Perhaps most significant of all, the implicit contract between an employer and an employee is that there is a relatively high bar for firing the employee if business slumps. If the economy turns down or business slows, a contract worker is, as a rule, far more likely to be out of a job than a conventional employee.

It’s true that the Affordable Care Act has made health insurance more easily within reach for independent contractors, for example, and temporary services firms can offer retirement benefits and workers’ comp. But overall, there’s little doubt that workers in these nonconventional work arrangements carry some of the burden of protecting themselves from misfortune that employers traditionally have carried.

That makes the question of why the shift has happened particularly important.

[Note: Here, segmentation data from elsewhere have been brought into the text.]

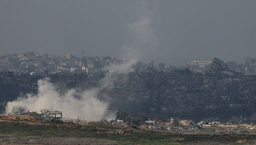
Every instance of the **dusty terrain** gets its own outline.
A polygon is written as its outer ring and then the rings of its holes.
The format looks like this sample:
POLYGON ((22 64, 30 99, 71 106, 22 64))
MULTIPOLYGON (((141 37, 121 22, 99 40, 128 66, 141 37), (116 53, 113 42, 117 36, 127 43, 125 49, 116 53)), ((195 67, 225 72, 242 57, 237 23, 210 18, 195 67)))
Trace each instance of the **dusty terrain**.
POLYGON ((134 128, 121 124, 53 123, 34 117, 0 117, 2 144, 234 144, 256 143, 256 129, 203 127, 196 130, 134 128))

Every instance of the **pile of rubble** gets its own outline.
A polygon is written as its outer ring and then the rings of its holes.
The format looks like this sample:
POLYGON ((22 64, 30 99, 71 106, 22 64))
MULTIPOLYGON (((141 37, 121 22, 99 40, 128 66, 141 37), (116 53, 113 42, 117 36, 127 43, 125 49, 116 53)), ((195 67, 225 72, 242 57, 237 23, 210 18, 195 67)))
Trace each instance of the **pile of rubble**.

You could imagine a world in which more workers become independent contractors voluntarily, trading the social insurance functions of traditional employers for higher pay and greater flexibility. If the period from 2005 to 2015 had been one when workers had a lot of power in the job market, that might even be plausible.


It wasn’t. The unemployment rate was above 7 percent for nearly half of the period, from the end of 2008 to late 2013. Employers had the upper hand. That suggests it’s more likely that employers were driving the shift to these alternate arrangements.

Katz and Krueger raise the possibility that something has changed beyond the weak job market of the past several years. And that’s technology.

When people working as a team need extensive experience working together, it can be tricky to contract out the work. But when there are clear, simple measurements of how successful each person is, and a company can monitor it, the employer now has flexibility.

“New technologies may allow some things to be shipped out and standardized and easily monitored,” Katz said. “Call center workers can be at home. Independent truck drivers can be monitored for the efficiency of their routes. Monitoring makes contracting more feasible.”

So Uber alone may not be a major force reshaping the nature of work. But the same technologies that made it possible could be making employers more interested in building a workforce of nonemployees. A weak job market has probably given them more ability to make it a reality.

A big question for the next decade is whether this was a one-time shift or whether it will continue in the years ahead, even with a tighter labor market. The answer may determine if the employer-provided social insurance that was a staple of the 20th-century U.S. economy will remain there in the 21st.